Metadata and attributes#
Note at the moment this tutorial is only applicable to surface data and not to the other data types.
0. Using the tutorial object store#
To avoid adding the example data we use in this tutorial to your normal
object store, we need to tell OpenGHG to use a separate sandboxed object
store that we’ll call the tutorial store. To do this we use the
use_tutorial_store
function from openghg.tutorial
. This sets the
OPENGHG_TUT_STORE
environment variable for this session and won’t
affect your use of OpenGHG outside of this tutorial.
from openghg.tutorial import use_tutorial_store
use_tutorial_store()
1. Add example observation data#
For this tutorial, we can add some example Tacolnestion data to the tutorial object store.
from openghg.tutorial import retrieve_example_data
data_url = "https://github.com/openghg/example_data/raw/main/timeseries/tac_example.tar.gz"
tac_data = retrieve_example_data(url=data_url)
from openghg.standardise import standardise_surface
standardise_surface(filepaths=tac_data, source_format="CRDS", site="TAC", network="DECC")
We’ll also retrieve some dummy alternative data which we can use to demonstrate how to deal with mismatching metadata and attributes.
from openghg.tutorial import retrieve_example_data
data_url = "https://github.com/openghg/example_data/raw/main/timeseries/tac_dummy_attr_mismatch_example.tar.gz"
dummy_data = retrieve_example_data(url=data_url)
We will demonstrate how to add this to the object store below.
2. Metadata and attributes#
Within OpenGHG, metadata is used as a way to categorise a data source by applying a unique set of keys. This is used to distinguish between stored data and allows this to be searchable.
For CF-compliance and ease of use, we also provide a set of internal attributes stored alongside the data and within the netcdf file (as Dataset.attrs when using xarray for instance).
The metadata and attributes stored do not necessarily need to be the same for a given data source. Indeed, we may want different information stored as tags in the metadata and more extensive details included in the attributes. However, for any overlapping tags (keys) between the metadata and the attributes these values must match.
For the current observation data we have available we can retrieve the carbon dioxide data for the Tacolneston Site at the 185m inlet.
from openghg.retrieve import get_obs_surface
co2_data = get_obs_surface(site="tac", species="co2", inlet="185m")

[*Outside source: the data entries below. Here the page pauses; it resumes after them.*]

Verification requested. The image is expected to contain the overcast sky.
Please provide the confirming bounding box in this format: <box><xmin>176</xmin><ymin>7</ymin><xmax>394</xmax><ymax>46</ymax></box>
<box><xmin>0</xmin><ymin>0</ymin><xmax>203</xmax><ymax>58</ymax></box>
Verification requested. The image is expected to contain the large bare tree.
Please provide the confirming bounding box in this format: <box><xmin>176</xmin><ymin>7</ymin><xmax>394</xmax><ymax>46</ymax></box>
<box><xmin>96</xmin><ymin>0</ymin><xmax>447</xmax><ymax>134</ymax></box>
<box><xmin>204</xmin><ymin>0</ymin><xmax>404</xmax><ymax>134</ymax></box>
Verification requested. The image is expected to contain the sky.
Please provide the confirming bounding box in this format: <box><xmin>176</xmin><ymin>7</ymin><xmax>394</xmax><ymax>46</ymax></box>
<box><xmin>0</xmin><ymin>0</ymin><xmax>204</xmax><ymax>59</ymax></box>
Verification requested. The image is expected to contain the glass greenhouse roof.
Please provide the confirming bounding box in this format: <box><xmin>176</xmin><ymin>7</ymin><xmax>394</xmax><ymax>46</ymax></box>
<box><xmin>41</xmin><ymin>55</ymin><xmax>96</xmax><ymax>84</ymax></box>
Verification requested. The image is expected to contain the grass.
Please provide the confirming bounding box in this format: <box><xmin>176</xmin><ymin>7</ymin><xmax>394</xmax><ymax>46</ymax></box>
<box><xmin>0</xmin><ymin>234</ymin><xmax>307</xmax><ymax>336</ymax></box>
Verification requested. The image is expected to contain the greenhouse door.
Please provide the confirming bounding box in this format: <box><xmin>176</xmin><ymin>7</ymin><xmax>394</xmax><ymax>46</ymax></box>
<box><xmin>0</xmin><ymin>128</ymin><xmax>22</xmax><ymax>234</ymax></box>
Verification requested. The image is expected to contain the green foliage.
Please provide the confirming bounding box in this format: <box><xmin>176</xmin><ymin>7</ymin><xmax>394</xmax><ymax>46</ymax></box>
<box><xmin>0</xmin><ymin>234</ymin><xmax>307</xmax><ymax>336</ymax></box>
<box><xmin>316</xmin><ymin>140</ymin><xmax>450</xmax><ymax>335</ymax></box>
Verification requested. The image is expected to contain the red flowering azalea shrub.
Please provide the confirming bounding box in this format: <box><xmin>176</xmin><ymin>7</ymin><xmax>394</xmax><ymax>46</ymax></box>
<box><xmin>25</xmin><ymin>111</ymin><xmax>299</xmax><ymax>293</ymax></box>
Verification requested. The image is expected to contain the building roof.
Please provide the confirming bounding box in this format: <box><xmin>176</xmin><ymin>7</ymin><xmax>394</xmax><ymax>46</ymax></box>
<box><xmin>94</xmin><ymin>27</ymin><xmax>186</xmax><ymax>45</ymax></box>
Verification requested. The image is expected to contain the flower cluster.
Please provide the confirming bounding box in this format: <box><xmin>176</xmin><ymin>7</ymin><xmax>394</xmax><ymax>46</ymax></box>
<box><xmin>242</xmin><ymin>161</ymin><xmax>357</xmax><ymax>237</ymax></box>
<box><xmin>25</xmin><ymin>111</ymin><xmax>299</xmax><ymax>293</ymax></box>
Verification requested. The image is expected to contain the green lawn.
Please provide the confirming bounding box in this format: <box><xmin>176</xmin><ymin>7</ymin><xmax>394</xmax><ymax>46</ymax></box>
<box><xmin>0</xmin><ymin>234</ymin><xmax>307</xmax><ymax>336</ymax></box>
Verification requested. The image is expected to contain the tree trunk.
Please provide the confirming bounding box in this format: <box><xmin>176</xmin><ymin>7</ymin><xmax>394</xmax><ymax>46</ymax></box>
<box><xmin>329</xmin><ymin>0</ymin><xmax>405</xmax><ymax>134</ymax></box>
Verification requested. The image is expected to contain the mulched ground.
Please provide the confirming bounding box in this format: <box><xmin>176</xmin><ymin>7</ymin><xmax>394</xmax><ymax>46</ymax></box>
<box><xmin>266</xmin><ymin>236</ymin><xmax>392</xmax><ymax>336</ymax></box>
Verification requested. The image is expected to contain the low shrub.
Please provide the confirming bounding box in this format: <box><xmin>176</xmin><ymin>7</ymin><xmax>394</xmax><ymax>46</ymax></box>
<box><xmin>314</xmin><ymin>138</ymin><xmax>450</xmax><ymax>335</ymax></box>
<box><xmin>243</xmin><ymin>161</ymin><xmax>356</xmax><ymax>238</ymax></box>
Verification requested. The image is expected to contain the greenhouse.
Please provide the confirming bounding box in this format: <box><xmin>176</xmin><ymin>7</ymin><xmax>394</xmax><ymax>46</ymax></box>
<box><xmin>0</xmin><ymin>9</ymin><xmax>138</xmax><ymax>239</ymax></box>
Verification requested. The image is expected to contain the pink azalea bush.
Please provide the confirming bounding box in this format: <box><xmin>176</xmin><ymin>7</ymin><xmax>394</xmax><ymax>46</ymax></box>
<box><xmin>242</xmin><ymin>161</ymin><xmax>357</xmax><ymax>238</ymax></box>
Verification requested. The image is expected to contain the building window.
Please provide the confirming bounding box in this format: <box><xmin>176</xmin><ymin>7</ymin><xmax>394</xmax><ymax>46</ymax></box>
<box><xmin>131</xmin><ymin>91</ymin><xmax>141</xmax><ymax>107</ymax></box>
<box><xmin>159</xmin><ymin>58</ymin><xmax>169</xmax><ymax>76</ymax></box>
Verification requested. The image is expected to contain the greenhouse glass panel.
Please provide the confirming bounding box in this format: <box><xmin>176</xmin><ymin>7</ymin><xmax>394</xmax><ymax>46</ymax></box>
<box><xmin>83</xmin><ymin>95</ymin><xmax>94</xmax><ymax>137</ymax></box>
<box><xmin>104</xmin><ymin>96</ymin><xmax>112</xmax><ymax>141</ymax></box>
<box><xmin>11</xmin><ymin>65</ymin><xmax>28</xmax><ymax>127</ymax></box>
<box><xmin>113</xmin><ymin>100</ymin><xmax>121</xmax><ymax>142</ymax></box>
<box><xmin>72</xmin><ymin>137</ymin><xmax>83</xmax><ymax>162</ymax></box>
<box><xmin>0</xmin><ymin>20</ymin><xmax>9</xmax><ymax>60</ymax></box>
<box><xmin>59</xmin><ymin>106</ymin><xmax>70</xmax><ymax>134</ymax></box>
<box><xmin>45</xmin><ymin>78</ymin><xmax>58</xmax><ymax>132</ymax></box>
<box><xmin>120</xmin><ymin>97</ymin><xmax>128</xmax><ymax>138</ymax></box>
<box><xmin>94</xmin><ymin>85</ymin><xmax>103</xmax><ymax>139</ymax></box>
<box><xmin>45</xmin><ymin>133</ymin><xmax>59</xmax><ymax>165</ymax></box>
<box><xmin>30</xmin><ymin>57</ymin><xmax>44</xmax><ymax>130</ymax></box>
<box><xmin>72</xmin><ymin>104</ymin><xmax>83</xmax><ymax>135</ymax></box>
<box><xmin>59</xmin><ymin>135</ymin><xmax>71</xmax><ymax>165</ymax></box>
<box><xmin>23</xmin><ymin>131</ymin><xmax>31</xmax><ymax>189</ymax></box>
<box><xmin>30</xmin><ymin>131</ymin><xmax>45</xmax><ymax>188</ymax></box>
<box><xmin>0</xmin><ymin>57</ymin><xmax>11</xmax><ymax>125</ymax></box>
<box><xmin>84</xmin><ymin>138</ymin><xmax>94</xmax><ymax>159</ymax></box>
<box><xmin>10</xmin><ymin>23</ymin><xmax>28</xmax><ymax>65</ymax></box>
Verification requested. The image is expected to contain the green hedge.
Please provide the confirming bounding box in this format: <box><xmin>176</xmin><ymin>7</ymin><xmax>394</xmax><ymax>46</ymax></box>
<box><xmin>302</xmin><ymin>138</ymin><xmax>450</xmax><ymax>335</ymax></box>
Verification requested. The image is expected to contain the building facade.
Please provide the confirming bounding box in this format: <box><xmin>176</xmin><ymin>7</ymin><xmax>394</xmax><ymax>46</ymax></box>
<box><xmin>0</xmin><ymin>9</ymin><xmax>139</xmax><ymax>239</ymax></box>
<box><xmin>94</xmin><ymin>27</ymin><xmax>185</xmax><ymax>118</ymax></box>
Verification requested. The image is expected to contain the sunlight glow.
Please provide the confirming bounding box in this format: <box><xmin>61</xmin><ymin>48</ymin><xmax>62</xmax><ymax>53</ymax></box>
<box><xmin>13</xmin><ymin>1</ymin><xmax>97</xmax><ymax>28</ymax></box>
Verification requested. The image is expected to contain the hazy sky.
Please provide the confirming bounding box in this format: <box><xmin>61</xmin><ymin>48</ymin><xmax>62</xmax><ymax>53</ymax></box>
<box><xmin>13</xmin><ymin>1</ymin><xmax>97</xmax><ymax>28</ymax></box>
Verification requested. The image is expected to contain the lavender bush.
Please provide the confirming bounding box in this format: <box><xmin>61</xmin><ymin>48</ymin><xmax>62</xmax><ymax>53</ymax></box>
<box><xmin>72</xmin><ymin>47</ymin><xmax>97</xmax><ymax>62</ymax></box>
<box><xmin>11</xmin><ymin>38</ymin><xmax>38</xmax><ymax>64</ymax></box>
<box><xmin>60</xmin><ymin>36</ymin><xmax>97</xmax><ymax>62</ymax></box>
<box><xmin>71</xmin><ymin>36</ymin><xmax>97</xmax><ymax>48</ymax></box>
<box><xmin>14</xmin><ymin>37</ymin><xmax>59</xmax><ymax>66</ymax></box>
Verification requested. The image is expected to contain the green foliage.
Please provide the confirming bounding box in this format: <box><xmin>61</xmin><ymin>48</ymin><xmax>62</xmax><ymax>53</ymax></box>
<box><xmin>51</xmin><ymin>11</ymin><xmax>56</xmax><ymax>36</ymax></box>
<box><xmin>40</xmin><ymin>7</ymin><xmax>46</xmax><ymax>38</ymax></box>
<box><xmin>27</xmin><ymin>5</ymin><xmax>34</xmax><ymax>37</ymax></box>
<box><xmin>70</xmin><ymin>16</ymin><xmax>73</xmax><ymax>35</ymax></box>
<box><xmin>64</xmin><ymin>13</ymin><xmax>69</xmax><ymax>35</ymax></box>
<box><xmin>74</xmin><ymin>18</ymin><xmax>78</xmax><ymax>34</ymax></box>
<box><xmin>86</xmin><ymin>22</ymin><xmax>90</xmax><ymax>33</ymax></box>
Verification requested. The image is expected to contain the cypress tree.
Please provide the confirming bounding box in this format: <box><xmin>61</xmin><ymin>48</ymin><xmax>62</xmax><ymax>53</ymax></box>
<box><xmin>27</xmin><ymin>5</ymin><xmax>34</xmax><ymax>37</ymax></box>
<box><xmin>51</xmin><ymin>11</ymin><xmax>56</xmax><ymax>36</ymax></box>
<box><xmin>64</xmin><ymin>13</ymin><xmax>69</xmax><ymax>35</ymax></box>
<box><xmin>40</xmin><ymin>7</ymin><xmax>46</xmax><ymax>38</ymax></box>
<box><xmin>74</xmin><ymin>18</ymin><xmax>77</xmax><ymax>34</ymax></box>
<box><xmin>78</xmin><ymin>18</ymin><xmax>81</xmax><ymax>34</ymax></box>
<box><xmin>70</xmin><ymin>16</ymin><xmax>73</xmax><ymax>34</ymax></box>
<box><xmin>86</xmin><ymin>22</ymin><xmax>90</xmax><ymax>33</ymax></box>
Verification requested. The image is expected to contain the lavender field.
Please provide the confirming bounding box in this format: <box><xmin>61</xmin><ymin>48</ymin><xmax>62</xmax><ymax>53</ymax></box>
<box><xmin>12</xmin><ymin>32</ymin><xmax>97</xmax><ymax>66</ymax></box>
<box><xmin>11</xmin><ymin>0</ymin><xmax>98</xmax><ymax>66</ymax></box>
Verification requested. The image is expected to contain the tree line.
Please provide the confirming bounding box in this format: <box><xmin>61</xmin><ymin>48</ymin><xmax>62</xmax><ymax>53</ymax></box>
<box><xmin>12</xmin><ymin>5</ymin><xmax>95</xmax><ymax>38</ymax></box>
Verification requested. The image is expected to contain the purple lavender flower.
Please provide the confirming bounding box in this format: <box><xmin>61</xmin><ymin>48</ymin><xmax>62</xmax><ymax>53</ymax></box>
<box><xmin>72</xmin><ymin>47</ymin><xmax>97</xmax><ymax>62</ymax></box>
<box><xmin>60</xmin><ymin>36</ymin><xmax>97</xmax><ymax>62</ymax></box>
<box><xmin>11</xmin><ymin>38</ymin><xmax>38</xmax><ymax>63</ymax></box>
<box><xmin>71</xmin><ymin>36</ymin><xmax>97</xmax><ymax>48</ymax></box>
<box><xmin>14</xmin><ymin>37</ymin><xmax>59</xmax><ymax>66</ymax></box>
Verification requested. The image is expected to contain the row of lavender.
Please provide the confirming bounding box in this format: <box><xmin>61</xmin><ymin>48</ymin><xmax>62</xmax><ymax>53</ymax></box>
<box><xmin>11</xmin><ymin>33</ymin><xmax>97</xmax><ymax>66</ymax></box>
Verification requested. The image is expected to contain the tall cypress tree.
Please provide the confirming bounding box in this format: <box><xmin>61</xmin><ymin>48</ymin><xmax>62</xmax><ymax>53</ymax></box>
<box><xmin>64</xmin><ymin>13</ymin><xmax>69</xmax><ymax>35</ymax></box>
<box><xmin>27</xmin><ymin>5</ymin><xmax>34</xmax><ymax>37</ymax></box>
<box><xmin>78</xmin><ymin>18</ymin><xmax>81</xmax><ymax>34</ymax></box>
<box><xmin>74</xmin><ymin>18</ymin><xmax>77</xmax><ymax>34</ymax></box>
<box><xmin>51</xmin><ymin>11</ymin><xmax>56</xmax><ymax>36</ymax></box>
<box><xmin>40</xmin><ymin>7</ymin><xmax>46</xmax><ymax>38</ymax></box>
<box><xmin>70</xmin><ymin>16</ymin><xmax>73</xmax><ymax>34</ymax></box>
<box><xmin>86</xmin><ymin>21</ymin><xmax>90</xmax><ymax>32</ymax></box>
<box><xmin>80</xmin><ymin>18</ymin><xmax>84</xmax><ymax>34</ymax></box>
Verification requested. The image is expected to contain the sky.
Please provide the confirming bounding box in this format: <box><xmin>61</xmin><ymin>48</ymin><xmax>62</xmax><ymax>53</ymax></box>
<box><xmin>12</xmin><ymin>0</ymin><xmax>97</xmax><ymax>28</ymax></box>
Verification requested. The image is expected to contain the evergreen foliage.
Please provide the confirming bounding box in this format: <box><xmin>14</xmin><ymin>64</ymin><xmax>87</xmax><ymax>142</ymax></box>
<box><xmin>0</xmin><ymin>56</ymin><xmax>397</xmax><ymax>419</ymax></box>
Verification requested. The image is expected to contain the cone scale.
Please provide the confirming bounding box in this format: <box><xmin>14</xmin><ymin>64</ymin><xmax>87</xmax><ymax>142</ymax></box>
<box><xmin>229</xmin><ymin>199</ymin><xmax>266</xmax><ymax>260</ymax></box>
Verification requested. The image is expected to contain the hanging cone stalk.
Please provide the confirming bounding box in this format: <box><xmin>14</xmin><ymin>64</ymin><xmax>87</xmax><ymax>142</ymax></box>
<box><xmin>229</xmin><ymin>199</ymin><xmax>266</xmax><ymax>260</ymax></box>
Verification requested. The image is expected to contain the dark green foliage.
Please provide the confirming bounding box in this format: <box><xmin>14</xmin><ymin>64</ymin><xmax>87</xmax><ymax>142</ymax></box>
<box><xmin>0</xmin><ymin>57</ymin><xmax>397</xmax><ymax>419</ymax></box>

Previously, we have focussed on the data attribute to access the stored data for this output. We can access the metadata details in a similiar way by looking at the metadata attribute:
co2_data.metadata
Output:
{'data_type': 'surface',
'site': 'tac',
'instrument': 'picarro',
'sampling_period': '3600.0',
'inlet': '185m',
'port': '10',
'type': 'air',
'network': 'decc',
'species': 'co2',
'calibration_scale': 'wmo-x2007',
'long_name': 'tacolneston',
'inlet_height_magl': '185m',
'data_owner': "Simon O'Doherty",
'data_owner_email': 's.odoherty@bristol.ac.uk',
'station_longitude': 1.13872,
'station_latitude': 52.51775,
'station_long_name': 'Tacolneston Tower, UK',
'station_height_masl': 50.0,
'uuid': 'f3e1ef46-8907-4096-8215-19bd6e1c55e3',
'comment': 'Cavity ring-down measurements. Output from GCWerks',
'conditions_of_use': 'Ensure that you contact the data owner at the outset of your project.',
'source': 'In situ measurements of air',
'Conventions': 'CF-1.8',
'file_created': '2022-12-13 10:23:34.956121+00:00',
'processed_by': 'OpenGHG_Cloud',
'sampling_period_unit': 's',
'scale': 'WMO-X2007'}
You will see this is stored as a dictionary containing the unique keys associated with this data. These details are is what allows openghg to search and retrieve specific data sources.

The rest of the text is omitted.